Here the director, Bernard Deletré, devised an unusual solution when he brought in an Indian fashion designer, Poonam Bhagat, and the exquisite Kalanidhi dance troupe choreographed by Anuradha Nehru to add vibrant touches of authenticity to the dress and movement of characters who otherwise seem less rooted in South Asia than in commedia dell’arte. The spoken dialogue was edited down to its dramatic essentials and delivered with great clarity by the glowing cast of singers, most of whom were native French speakers. Together with Ryan Brown, who conducted with a fine ear for flow and comic timing, they made a solid case for “Lalla Roukh” as an overlooked gem of more than historical interest.


The heroine is a princess from Delhi who travels to Bukhara to marry its king. On a mountain pass in Kashmir she is waylaid by a silver-tongued poet with whom she falls in love. She arrives at the court determined to throw over the royal match in favor of the penniless poet, but it turns out that he was in fact the king disguised to test Lalla Roukh’s heart.


The opera contains exquisite musical moments, like the ballet in Act I in which the chorus evokes the starry sky reflected in a clear mountain lake with filigree woodwind solos against caressing choral lines. The following ballet of bayadères is carried by lively rhythms on an array of exotic percussion instruments, here joined by the ankle bells of the dancers.


Although David’s Orientalism is never authentic, it is still rich in naturalistic touches. As a young man he spent two years in Cairo and his familiarity with non-Western modes comes through in finely wrought oboe solos, alluring chromatic vocal lines and, in one aria, pizzicato passages meant to imitate the sound of a guzla.
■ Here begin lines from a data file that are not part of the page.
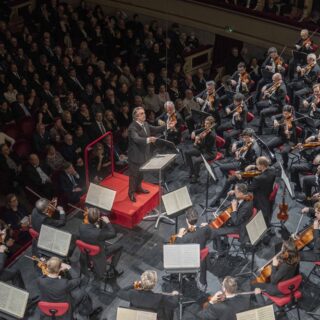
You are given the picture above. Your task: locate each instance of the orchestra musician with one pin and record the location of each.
(285, 265)
(224, 304)
(307, 76)
(304, 46)
(274, 98)
(140, 135)
(237, 115)
(287, 135)
(54, 288)
(173, 121)
(241, 80)
(193, 234)
(142, 296)
(314, 253)
(241, 212)
(45, 213)
(205, 144)
(209, 102)
(93, 234)
(272, 64)
(261, 186)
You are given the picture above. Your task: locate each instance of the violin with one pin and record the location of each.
(307, 145)
(283, 208)
(224, 216)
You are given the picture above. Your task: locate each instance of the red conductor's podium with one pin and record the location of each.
(124, 212)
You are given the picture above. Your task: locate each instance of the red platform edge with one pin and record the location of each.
(124, 212)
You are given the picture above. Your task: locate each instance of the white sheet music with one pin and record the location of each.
(158, 162)
(54, 240)
(256, 227)
(100, 197)
(13, 301)
(177, 200)
(264, 313)
(181, 256)
(131, 314)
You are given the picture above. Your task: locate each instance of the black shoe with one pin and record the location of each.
(142, 191)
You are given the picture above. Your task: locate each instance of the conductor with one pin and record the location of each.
(140, 137)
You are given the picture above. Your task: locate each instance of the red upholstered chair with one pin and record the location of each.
(53, 309)
(11, 130)
(33, 233)
(250, 117)
(290, 293)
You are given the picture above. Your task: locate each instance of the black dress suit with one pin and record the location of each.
(225, 310)
(67, 184)
(139, 151)
(236, 224)
(38, 219)
(9, 274)
(89, 233)
(261, 187)
(163, 305)
(60, 290)
(200, 236)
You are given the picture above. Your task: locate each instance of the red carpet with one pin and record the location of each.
(125, 212)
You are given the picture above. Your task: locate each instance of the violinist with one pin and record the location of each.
(54, 288)
(224, 304)
(142, 296)
(192, 234)
(272, 64)
(286, 136)
(303, 47)
(205, 144)
(241, 80)
(209, 102)
(274, 95)
(45, 213)
(241, 212)
(173, 121)
(310, 159)
(261, 186)
(307, 77)
(237, 119)
(314, 253)
(285, 265)
(92, 233)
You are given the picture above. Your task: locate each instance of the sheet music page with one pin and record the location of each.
(131, 314)
(13, 301)
(264, 313)
(100, 197)
(54, 240)
(61, 243)
(177, 200)
(256, 227)
(184, 256)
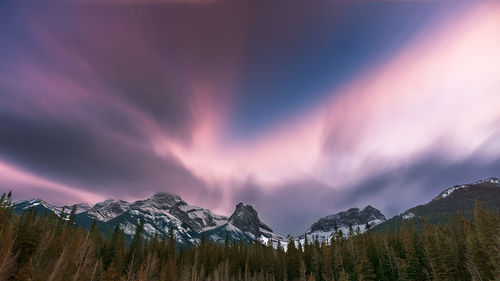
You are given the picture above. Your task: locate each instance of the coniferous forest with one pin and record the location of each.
(49, 247)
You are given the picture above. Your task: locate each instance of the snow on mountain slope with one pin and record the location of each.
(36, 203)
(327, 227)
(109, 209)
(447, 192)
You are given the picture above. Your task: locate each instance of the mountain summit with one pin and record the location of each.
(245, 218)
(354, 218)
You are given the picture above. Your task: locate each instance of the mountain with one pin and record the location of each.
(326, 227)
(189, 223)
(457, 198)
(245, 224)
(38, 205)
(161, 211)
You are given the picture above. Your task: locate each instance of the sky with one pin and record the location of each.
(300, 108)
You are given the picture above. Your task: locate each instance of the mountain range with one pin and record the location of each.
(189, 223)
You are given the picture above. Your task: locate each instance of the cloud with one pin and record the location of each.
(124, 101)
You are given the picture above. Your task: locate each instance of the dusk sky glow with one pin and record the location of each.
(300, 108)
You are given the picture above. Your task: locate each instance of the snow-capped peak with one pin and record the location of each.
(447, 192)
(491, 180)
(109, 209)
(354, 218)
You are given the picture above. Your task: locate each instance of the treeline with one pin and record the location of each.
(49, 247)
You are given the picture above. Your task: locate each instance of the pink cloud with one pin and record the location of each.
(443, 87)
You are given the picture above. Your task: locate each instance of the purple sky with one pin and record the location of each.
(301, 108)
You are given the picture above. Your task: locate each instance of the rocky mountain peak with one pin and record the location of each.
(245, 218)
(493, 182)
(352, 217)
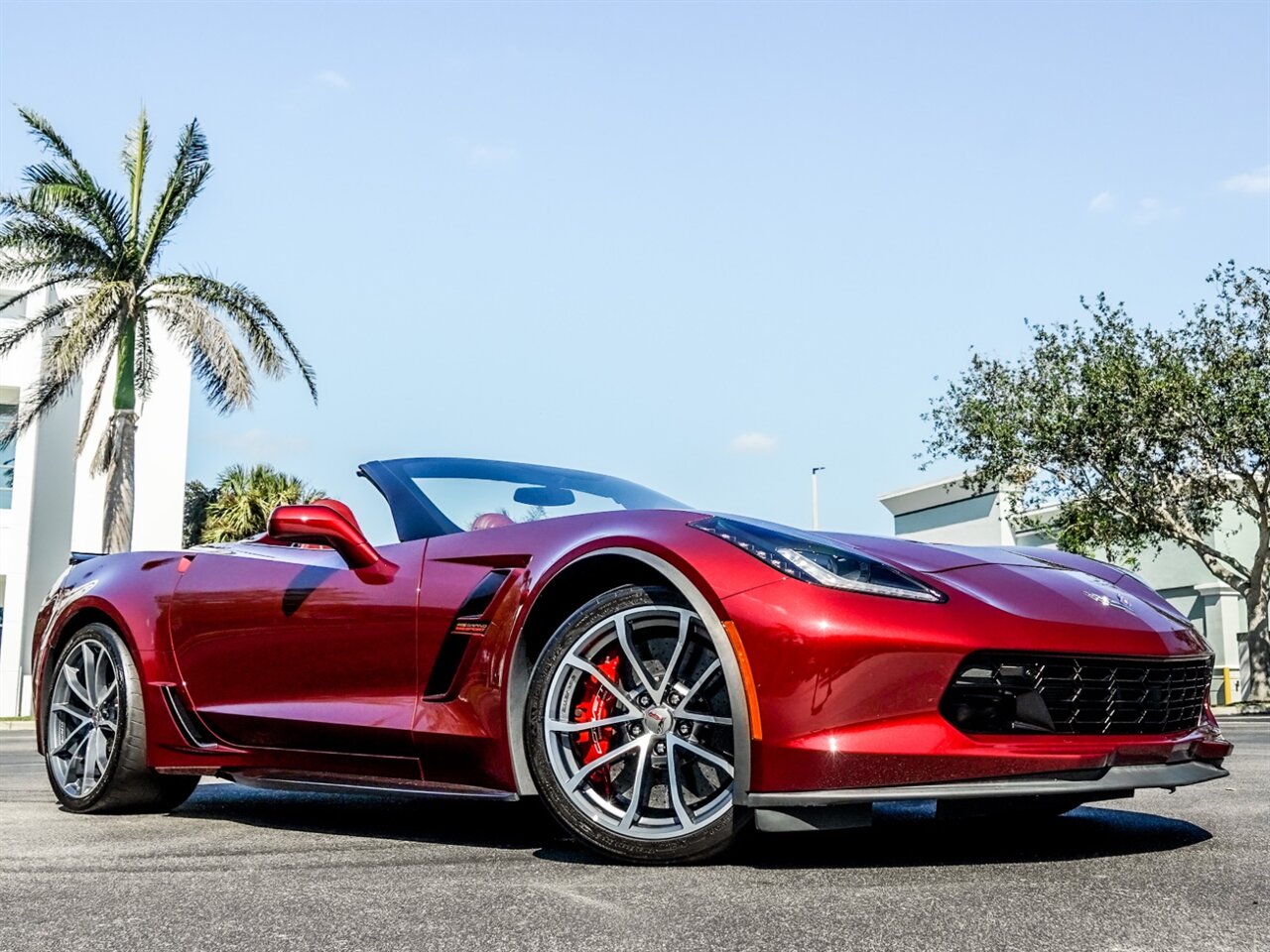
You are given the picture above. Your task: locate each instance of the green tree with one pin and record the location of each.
(198, 497)
(1141, 435)
(64, 229)
(245, 498)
Marianne Fiset sang the title role with a glowing, well-supported soprano that brought out the Jane Austen-like independence and likability of her character. The tenor Emiliano Gonzalez Toro was outstanding as the poet-king Noureddin, bringing a scintillating array of nuances to a character who is by turns comic, regal and wistful. The role of Lalla Roukh’s quick-witted maid, Mirza, was sung by Nathalie Paulin with a honeyed soprano. Mr. Deletré, the director, stepped into the buffoonish role of Baskir, the king’s chamberlain, with conviction and comic abandon.